I learned enthusiasm for food from my father-in-law. When Joan and I joined her mom and dad at Lake Winnipeg on weekends, he enthusiastically cooked breakfast and made each a special event. I often cooked at night and he always relished the dishes. We were neither vegan nor vegetarian and I was known for making barbeque, seared roast leg of lamb, and other dishes that he loved.


2. What was your diet like when you were growing up? Did you have any favorite meals or meal traditions? Do you carry them over today?

We ate well in the manner of mid-twentieth century values, and accordingly a bit light on vegetables.

I did have favorite dishes. First was and is salad. I have always enjoyed cold, crisp fresh vegetables with little or no dressing. Second was a chocolate mint cake, which I have not tried to convert to vegan. Third, lemon bars, also Joan’s favorite, which we continue to make a vegan version of. Finally steak, meatloaf, lasagna, and French-fried potatoes.

I have not tried to replicate most of the dishes, which were meat. I am far more interested in experimenting and growing as a cook. The past is past and holds no nostalgia.

3. What is the best vegan meal you've ever had? Give us all the details!

The new menu that we haven’t introduced yet. We are in testing now and our preliminary recipes, which are written in our offices by the kitchen director and me, are working beautifully. It is fusion—taking past entrees from the restaurant such as barbecued pulled trumpet royale mushrooms—and creating a Southwestern/Mexican twist.


4. If you could prepare one meal or dessert for anyone living or dead, who would it be for and what would you create?
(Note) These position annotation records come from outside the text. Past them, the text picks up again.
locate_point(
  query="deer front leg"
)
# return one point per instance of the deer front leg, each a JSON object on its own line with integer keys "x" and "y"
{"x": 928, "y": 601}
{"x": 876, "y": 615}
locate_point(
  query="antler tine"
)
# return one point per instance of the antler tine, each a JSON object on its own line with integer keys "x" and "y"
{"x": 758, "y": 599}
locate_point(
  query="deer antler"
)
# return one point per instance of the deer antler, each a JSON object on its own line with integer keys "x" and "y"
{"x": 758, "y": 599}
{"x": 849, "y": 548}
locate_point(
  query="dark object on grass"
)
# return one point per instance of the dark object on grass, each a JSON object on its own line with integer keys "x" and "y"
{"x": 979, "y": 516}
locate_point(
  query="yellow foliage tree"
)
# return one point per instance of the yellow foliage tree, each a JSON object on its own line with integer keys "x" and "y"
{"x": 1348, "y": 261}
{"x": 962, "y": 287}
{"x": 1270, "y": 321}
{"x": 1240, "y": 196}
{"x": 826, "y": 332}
That’s a tough one. What immediately came to mind reading the question is not to prepare a meal for someone but with someone. This issues from our experience: Joan and I have had wonderful times working together cooking for just our family, extended family (reunions) and friends. (And we believe the Ravens thrives because there’s no one chef—the kitchen is co-creative!)

There’s one person who passed on when he was twenty. I would enjoy cooking with him any dish that he would enjoy, like he did Pete’s coffee and whole food burritos.

5. What do you think are common mistakes in vegan cooking and how do you avoid them?

Good question: simple answer—overthinking it. Particularly mistaking potatoes, including white potatoes, as evil. They are whole foods that created huge population expansions because they improved physical wellbeing and raised fertility rates, noticeable in those places where they were introduced.

6. What ingredients are you especially excited about at the moment?

Whole plants. Making whole food substitution in our dishes—e.g., creating a hemp ricotta rather than a tofu ricotta. I’d like to do more with radishes (kidding).  

7. What are your top three cuisines from around the world?

Mediterranean, Mexican, Thai.

8. Who or what has been most influential to you on your vegan path? Individuals, groups, books, films, etc. included.

None of the above. I began the path with the recognition that I could not kill the chicken I smelled cooking in our kitchen. In that thought was an allied thought, “Who killed it?” And I realized that by eating it, I was asking another to kill for me, which I would not do for myself or my family. I quit eating meat. I became vegan when I read the practices of a dairy that the United States Humane Society declared to be the most humane. It wasn’t.

9. What issue is nearest and dearest to your heart that you would like people to know more about?

With regard to food - whole foods. We evolved on whole foods as well as our biomes—the bacteria, fungi and perhaps even some viruses that make up more of us (at the individual cellular level) than us.

10. Last, please finish this sentence. "To me, veganism is…"

Mindfulness. A basic aspect of mindfulness—paying attention to every aspect of what is prepared to eat and what I’m eating, from selecting ingredients, preparing them, apportioning them, and serving them.

It is a great beginning to a practice of meditation as I understand it. Attending to the task at hand, understanding where the components come from, their relationship to the planet, to me, to health, mental as well as physical.